Selling someone a dog and suing them when it has puppies using copyright law is absurd. Refusing to sell someone a dog unless you first remove it's reproductive organs is a pragmatic solution to achieve the same means, but is morally questionable.
 
Doing the same with plants -- removing their ability to reproduce naturally just so that farmers are dependent on buying your seeds, so that you have a viable business model is also morally questionable.
 
 

.....means that without patents Monsanto would go under immediately

I don't find "argument via capitalism" to be valid in the slightest.
The statement "It's ok to do this because otherwise capitalist enterprise would collapse" isn't at all valid. It's an argument against capitalism, not an argument for the moral validity of the activity in question.

Edited by Hodgman, 11 March 2013 - 10:10 PM.

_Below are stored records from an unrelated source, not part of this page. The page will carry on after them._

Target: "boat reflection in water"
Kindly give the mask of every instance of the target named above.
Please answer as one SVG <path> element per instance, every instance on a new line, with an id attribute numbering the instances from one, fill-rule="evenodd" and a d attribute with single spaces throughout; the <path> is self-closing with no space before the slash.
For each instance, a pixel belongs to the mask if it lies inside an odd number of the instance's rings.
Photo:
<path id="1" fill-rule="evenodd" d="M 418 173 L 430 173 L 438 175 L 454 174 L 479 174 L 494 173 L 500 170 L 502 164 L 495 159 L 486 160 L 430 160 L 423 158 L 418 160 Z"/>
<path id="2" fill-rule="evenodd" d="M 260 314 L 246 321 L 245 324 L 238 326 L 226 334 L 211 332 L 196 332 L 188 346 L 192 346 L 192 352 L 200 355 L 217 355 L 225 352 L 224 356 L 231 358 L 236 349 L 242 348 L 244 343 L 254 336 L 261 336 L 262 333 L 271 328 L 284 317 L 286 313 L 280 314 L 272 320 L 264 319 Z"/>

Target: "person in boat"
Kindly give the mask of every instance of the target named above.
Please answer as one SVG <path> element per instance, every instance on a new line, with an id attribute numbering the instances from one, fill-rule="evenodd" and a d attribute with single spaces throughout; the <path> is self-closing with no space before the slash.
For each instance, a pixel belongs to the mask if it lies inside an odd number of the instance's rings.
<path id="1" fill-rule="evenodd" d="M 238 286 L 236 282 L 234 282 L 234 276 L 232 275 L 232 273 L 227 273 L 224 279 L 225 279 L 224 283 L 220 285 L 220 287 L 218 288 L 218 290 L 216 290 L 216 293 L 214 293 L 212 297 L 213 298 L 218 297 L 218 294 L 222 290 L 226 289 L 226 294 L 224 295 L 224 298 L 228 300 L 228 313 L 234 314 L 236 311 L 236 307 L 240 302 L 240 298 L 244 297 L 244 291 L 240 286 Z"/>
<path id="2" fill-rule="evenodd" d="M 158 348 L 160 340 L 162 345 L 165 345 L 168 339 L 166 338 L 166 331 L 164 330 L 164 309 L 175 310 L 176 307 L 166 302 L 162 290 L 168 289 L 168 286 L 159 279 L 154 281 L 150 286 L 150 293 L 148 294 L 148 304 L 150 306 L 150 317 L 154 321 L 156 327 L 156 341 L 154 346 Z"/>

#19 Khaiy   Crossbones+   -  Reputation: 1342

Posted 12 March 2013 - 12:01 AM

I don't find "argument via capitalism" to be valid in the slightest.
The statement "It's ok to do this because otherwise capitalist enterprise would collapse" isn't at all valid. It's an argument against capitalism, not an argument for the moral validity of the activity in question.

 

*shrug*

 

It's certainly an area that's ripe for serious philosophical debate. However, if the capitalist end weren't there, the products wouldn't exist. Farmers are never required to use a single Monsanto seed, ever. It's not like the world food supply would collapse without them, though there would be somewhat less food and it would therefore be more expensive. If you want a world with no Monsanto-style agricultural results, that's a totally defensible position. I personally don't mind living in a world with Monsanto in the market, particularly because they don't have any sort of a monopoly or oligopoly on seed, just their special deluxe seeds.

 

There are some more extractive elements to Monsanto's business, specifically their pesticide/herbicide and pesticide/herbicide resistance lines of products. Farmers aren't required to buy those either, and Monsanto may be riding a short wave with them anyways. What Monsanto has not done, but a lot of people seem to imagine they have, is to corner the market for seeds, make no genetic changes other than to make them non-reproductive, and then make only the modified seeds available in perpetuity to extract massive rents.

 

I personally like publicly funded research for agriculture (in Minnesota, where I live, our state university has been incredibly successful in this field and it has amply paid back the investments). It's not much cheaper, but it's not as rapacious. The Monsanto bargain doesn't seem like a good one to me, and if I owned a farm I doubt I would take it. But for those who would, it doesn't seem fundamentally unreasonable to me that a person can freely choose to engage in a highly restrictive deal to access the fruit of a billion dollars' worth of research. Outside of their designer lines their deals aren't so oppressive, and they aren't the only vendor around.


Edited by Khaiy, 12 March 2013 - 12:03 AM.


#20 samoth   Crossbones+   -  Reputation: 5035

Posted 12 March 2013 - 05:25 AM

I wonder why people seem to object to Coca Cola, but not to Kraft Foods or Altria. In addition to the usual "exploit" crimes, those not only kill a few hundred people in south America, but millions worldwide every year. And, they do it in a systematic and most vicious way.